During the fourth quarter of fiscal year 2010, the Company sold F-I Holding Company, which directly or indirectly wholly owns Competence France Holdings SAS, a French entity which wholly owns Competence France SAS, and Competence EMEA S.r.l., an Italian entity which wholly owns Competence Italia S.r.l. (Competence France Holdings SAS, Competence France SAS, Competence EMEA S.r.l. and Competence Italia S.r.l. are collectively referred to as the “Competence Sites” herein), to an unrelated third party.

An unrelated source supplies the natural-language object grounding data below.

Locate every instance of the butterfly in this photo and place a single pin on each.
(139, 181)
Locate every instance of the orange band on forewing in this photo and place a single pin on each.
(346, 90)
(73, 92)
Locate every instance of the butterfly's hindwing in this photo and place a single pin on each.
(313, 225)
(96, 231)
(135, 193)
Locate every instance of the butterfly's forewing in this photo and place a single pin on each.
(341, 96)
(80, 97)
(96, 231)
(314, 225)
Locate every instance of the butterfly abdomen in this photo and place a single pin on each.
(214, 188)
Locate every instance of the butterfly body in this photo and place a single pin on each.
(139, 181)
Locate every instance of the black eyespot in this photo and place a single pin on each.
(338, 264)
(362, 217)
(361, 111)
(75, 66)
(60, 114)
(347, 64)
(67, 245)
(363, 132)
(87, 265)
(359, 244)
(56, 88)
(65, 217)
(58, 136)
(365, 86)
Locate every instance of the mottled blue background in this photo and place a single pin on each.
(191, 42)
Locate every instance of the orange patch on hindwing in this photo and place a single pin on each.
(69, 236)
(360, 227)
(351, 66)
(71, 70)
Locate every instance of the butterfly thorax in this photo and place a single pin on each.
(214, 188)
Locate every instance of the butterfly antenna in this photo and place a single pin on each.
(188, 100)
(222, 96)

Divested operations, inclusive of four sites and approximately 1,500 employees, had net revenues and an operating loss of $298.6 million and $39.6 million, respectively, from the beginning of the 2010 fiscal year through the date of disposition.

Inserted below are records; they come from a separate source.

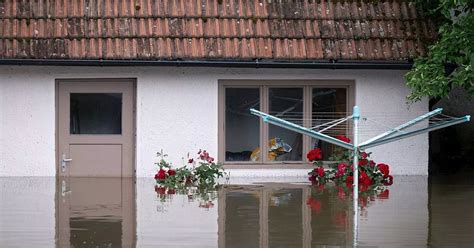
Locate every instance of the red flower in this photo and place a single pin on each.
(384, 194)
(314, 204)
(160, 190)
(388, 181)
(384, 169)
(371, 163)
(364, 179)
(321, 187)
(161, 175)
(341, 194)
(171, 172)
(343, 138)
(363, 162)
(314, 154)
(349, 181)
(341, 169)
(320, 171)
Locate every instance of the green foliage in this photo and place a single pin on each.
(450, 60)
(206, 173)
(201, 171)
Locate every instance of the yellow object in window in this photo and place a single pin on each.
(276, 147)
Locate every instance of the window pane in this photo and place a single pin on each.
(285, 145)
(329, 104)
(96, 113)
(242, 129)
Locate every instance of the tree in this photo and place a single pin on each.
(450, 59)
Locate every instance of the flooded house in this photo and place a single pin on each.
(97, 88)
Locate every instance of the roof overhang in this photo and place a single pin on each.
(314, 64)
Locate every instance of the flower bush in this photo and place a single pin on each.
(341, 170)
(200, 171)
(197, 179)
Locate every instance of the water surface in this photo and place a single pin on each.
(415, 212)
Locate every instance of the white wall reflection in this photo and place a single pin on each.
(27, 212)
(40, 212)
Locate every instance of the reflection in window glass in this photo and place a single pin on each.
(329, 104)
(96, 113)
(285, 218)
(242, 219)
(242, 129)
(285, 145)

In connection with this transaction, the Company provided an aggregate $25.0 million working capital loan to the disposed operations and agreed to provide for the aggregate potential reimbursement of up to $10.0 million in restructuring costs dependent upon the occurrence of certain future events. The working capital loan bore interest on a quarterly basis at LIBOR plus 500 basis points and was repayable over approximately 44 months dependent upon the achievement of certain specified quarterly financial results of the disposed operations, which if not met, would result in the forgiveness of all or a portion of the loan. Accordingly, dependent on the occurrence of such future events, the Company could have incurred up to an additional $28.5 million of charges. As a result of this sale, the Company recorded a loss on disposition of $8.9 million during the fourth quarter of fiscal year 2010, which included transaction-related costs of $1.7 million and a charge of $6.5 million in order to record the working capital loan at its respective fair value at August 31, 2010 based upon a discounted cash flow analysis (Level 3). These costs were recorded to loss on disposal of subsidiaries within the Consolidated Statements of Operations during the fourth quarter of fiscal year 2010, which is a component of operating income.

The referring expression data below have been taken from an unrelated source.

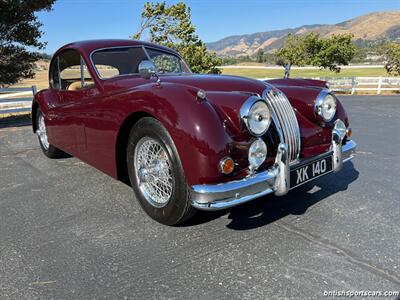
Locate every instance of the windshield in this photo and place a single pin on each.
(121, 61)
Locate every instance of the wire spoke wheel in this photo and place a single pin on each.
(41, 132)
(153, 172)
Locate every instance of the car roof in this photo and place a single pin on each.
(89, 46)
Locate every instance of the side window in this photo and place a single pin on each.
(69, 72)
(106, 71)
(118, 61)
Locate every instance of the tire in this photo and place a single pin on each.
(48, 149)
(156, 173)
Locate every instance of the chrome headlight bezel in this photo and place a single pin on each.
(247, 115)
(320, 106)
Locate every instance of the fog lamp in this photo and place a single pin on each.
(226, 165)
(349, 132)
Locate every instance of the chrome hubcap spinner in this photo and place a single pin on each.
(153, 172)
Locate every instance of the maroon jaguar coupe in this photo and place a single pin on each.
(185, 141)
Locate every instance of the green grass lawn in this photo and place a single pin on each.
(262, 73)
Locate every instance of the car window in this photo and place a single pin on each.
(167, 63)
(69, 72)
(118, 61)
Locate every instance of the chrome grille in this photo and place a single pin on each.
(285, 120)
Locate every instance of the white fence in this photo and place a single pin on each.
(361, 84)
(12, 100)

During the second quarter of fiscal year 2011, the Company recorded an additional loss on disposal of subsidiaries of $18.5 million within the Consolidated Statement of Operations to fully write off the remaining balance of the working capital loan as it was deemed no longer collectible by the Company. In addition, the Company recorded a charge of $5.4 million to loss on disposal of subsidiaries within the Consolidated Statement of Operations during the second quarter of fiscal year 2011, as it was determined that a purchase price related receivable that was due from the third party purchaser was no longer collectible. Refer to Note 16 – “Business Acquisitions” for further discussion on the subsequent acquisition of the French and Italian operations.